3.3. Distribution of AR aberrations
AR aberrations of any type were present in 36/67 (54%) patients at baseline; the distribution of AR aberrations is shown in Figure 1. Quality metrics for these samples are provided in Supplementary Tables 3–6. AR copy number gain was found in 26/67 (39%) patients; of note, ctDNA fraction was not significantly higher in patients with AR copy number gain (Supplementary Fig. 1). AR somatic mutations were seen in 16/67 (24%) patients. Supplementary Table 7 summarises the landscape of AR mutations, the most common of which was H875Y (n = 10). The median allelic frequency of AR mutations was 2.1% (range 0.13–26%). Eleven (19%) and six (10%) patients harboured transcript expression of AR-V7 and AR-V9, respectively. As no patients exhibited all three types of AR aberrations, associations between cumulative AR aberrations and time-to-event outcomes were analysed using a three-level model (zero/ one/two or more aberrations).
Fig. 1 –
Landscape of AR aberrations identified in cell-free DNA and RNA across the Australian cohort. Asterisks denote ARPI therapy, whilst daggers denote taxane chemotherapy.
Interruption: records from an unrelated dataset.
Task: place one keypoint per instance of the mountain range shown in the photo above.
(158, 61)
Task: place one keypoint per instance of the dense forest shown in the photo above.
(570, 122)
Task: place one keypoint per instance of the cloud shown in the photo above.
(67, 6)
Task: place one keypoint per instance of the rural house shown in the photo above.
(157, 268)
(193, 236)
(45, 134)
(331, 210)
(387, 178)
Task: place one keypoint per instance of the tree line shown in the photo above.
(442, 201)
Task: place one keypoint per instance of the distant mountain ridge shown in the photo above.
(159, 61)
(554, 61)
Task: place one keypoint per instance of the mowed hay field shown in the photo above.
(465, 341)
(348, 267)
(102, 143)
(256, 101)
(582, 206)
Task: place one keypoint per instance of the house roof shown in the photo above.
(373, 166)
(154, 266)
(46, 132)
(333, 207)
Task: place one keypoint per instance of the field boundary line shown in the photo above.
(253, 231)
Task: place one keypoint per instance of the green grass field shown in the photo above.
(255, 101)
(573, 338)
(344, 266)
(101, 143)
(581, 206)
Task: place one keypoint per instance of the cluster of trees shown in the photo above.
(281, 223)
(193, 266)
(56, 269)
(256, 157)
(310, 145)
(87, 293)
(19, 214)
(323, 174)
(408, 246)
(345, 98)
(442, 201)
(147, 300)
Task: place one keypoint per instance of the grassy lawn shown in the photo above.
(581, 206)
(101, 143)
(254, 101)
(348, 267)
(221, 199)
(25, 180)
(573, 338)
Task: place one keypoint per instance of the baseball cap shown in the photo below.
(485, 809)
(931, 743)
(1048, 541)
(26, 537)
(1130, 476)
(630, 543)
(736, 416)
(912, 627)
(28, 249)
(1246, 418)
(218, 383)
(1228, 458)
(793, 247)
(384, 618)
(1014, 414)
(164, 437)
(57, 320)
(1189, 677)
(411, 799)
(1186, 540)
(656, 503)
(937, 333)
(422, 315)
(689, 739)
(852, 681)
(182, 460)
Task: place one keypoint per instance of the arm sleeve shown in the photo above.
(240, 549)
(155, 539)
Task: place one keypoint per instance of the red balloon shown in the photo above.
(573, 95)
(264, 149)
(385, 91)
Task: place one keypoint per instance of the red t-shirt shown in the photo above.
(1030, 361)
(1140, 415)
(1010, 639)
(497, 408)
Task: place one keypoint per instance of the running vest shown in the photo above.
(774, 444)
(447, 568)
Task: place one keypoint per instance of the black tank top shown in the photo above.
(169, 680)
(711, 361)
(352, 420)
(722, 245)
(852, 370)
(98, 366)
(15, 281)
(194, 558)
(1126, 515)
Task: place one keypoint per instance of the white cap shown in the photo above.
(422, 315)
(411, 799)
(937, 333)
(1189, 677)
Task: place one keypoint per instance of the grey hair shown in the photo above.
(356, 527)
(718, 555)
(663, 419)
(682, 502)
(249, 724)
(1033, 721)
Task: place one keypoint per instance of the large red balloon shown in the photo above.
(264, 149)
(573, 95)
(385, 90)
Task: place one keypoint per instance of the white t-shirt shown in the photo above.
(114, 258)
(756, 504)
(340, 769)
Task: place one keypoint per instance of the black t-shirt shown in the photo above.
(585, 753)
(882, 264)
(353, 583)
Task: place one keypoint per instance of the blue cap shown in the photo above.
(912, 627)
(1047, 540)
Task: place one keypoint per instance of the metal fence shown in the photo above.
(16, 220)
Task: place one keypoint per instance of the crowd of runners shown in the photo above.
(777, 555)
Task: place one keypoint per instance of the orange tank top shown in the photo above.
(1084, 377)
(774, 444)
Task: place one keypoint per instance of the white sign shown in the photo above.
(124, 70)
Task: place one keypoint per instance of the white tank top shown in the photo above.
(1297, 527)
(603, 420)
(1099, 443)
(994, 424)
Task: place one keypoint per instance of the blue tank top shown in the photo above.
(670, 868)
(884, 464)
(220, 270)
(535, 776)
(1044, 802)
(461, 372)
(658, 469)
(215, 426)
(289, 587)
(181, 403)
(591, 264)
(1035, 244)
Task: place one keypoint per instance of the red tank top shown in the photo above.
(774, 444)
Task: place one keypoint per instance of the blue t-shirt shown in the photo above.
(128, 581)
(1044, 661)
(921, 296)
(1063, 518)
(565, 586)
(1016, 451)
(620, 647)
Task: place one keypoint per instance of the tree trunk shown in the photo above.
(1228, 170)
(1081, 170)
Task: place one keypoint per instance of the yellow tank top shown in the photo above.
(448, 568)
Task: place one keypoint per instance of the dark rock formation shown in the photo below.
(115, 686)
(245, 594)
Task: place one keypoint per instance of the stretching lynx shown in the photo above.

Prior therapy at baseline is also shown. Orange tiles represent presence of aberration; missing cfRNA data are denoted by grey tiles.
AR = androgen receptor; ARPI = AR pathway inhibitor; AR-V = AR splice variant; cfRNA = cell-free RNA.
3.4. AR aberrations and biochemical outcomes
PSA responses were seen in 42/67 (63%) patients, with median PSA-PFS of 7.7 mo. Supplementary Table 8 summarises PSA response rates according to the type of AR aberration. The presence of AR copy number gain was associated with significantly lower PSA response rates (neutral/gain: 28/41 [68%] vs 9/26 [35%], p = 0.007), although this difference was observed only in ARPI-treated patients (Supplementary Tables 9 and 10). Supplementary Fig. 2 shows the waterfall plot of best PSA response according to AR copy number status. Conversely, the presence of an AR mutation correlated with higher PSA response rates (wild-type/mutated: 26/51 [51%] vs 11/16 [69%], p = 0.2); Supplementary Fig. 3 shows the waterfall plot of the best PSA response according to AR mutation status. Neither AR-V7 nor AR-V9 transcript expression predicted for a confirmed ≥50% PSA response.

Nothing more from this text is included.